A new model, he said, might help unlock potential for investors to get more excited about clinical development and clinical trial processes.
First, he showed some of the metrics around a single drug development process – that the average project, he estimated, would cost $200 million over 10 years, with approximately a 5% probability of success.
“This is not a very exciting endeavor,” he said. “From an investment point of view, it’s pretty low odds of success.”
However, Lo pointed out, the payoff, if the project is successful, would be around $12.3 billion. A caveat, he noted, is that the payoff happens over 10 years.
“What’s the risk? … we measure risk in terms of standard deviation, and the volatility or standard deviation is 423.5%,” he said. “Way too risky? Most investors will not willingly invest in a project like this over such a long time span.”
Then, Lo presented a different kind of math – where a collective investment pot of $30 billion could be used to generate a series of development processes, some of which, presumably, would pay off.
“The likelihood of getting at least three successes out of 150 tries is a whopping 98%,” he said. “I’ve got a 98% chance of producing $36.9 billion over a 10-year period. And so, this is incredibly attractive.”
Crowdsourcing capital this way and combining project risks can dramatically increase the payoff potential chances, but Lo suggested that there’s also another way to do better in modeling, that has to do with machine learning.
He presented how his company, QLS Advisors, uses the same kinds of tools used in credit scoring or other analyses to focus on clinical trial outcomes.
Using tried-and-true statistical principles like random forest and nearest neighbor models, Lo showed how companies can target particular results, and gave viewers a QR code to an article published in the Harvard Data Science Review.
The code for some of these projects, he said, is public and accessible in github.
He talked about a partnership with Novartis, in which partners including MIT professionals put this theory into practical use, in explaining some of the ways that crowdsourcing can enhance the modeling power of new technologies.
“Over 300 participants in 50 different teams submitted 3000 different models to try to improve on ours,” he said. “Now they had a head start, they had our models… the data vendor licensed the data to them.

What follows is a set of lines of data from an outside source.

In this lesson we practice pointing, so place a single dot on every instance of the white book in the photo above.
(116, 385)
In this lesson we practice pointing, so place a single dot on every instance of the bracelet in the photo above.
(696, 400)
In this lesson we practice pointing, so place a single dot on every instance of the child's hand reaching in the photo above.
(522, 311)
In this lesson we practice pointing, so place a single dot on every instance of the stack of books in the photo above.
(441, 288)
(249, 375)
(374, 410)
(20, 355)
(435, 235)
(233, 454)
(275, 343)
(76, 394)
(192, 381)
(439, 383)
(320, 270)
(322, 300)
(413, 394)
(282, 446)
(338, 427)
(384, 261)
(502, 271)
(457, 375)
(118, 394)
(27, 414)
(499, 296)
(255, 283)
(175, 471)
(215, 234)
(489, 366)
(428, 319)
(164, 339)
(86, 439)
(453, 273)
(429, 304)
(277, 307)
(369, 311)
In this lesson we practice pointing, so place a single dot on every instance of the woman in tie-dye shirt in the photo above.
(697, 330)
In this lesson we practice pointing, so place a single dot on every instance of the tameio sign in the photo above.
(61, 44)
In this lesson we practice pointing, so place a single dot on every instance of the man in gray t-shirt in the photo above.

And over that period of time, they developed a number of interesting alternatives. … the results were useful and interesting.”
In closing, Lo went back to the idea of what finance, as a rule, is supposed to help people to achieve.
“Finance does not have to be a zero sum game, if we don’t let it,” he said. “Those of us who are in the financial industry, we may think that finance is the ‘be all and end all.’ But for most … people, it is a means to an end, not an end unto itself. With the right business models, the right amount of financing, we can achieve that mythical state of actually being able to do well.”
Lo is a Charles E. and Susan T. Harris Professor at Massachusetts Institute of Technology, and co-founder of QLS Advisors, with academic bonafides from Harvard and Yale.